Geçmişi unutamayan insanlar; zihinlerinde sürekli tekrar tekrar geçmişi yaşatırlar. Kendi zihinlerinde geçmişte yaşadığı olaylara ilişkin devamlı bir mücadele vardır. Bu olayları sürekli olarak kendilerine hatırlatarak geçmişte saplanıp kalırlar. Geçmişimizle hesaplaşmaya çalışmak işlevsizdir. Anda kalmayıp; anın getirdiklerini fark edemiyor olmak ve sonuçta anı kaçırdığı için insanın kendisini mutsuzluk döngüsünün içinde bulmasına neden olur.
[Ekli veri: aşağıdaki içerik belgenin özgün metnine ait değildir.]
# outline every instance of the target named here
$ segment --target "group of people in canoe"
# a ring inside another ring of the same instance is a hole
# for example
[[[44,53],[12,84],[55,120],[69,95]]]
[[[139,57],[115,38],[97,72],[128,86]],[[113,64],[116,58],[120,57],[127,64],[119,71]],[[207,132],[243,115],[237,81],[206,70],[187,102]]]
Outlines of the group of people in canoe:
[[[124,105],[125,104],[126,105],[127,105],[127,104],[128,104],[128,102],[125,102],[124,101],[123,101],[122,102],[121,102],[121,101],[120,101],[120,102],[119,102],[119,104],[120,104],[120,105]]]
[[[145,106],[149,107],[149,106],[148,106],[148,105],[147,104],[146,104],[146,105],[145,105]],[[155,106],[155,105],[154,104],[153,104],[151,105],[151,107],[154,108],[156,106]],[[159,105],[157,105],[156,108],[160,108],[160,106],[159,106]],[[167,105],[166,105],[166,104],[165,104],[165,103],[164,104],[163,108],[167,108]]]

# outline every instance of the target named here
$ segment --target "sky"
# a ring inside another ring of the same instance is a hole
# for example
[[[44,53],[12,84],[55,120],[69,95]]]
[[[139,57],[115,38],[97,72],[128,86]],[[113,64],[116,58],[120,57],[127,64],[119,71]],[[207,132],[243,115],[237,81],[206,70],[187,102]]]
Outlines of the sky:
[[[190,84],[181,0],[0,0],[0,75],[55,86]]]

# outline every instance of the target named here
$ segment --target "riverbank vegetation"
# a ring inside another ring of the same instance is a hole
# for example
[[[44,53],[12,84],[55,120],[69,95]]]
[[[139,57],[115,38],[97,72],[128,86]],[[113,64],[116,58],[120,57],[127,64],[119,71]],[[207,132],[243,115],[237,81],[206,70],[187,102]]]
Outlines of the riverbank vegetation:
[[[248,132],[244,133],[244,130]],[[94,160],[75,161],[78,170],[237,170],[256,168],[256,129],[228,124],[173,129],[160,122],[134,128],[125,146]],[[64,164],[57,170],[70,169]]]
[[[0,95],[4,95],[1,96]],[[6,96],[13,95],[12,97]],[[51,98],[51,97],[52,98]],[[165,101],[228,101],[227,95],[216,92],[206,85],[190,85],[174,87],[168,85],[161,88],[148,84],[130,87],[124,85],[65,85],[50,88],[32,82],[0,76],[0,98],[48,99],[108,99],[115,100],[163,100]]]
Geçmişteki hatalardan; yaşanmışlıklardan çekilen acılardan; kavgalardan kurtulmanın tek yolu; geçmişin geçmişte kaldığını kendimize hatırlatarak bu konuyu değiştiremeyeceğimizi farkında olmak ve iyisiyle kötüsüyle geçmişi kabul edebilmektir. Her ne kadar kolay olmasada insanın dünyada kendisine yapabileceği en büyük iyiliklerden biridir; kabullenebilmek. Zorlukları; mutsuzlukları; başımıza gelen olumsuzlukları kabul etmek; insanın ruhsal dayanıklılığını arttırır. İnsan; dünyadaki acıları ve karanlığı kabul ettiği ölçüde güçlenir; olgunlaşır ve büyür.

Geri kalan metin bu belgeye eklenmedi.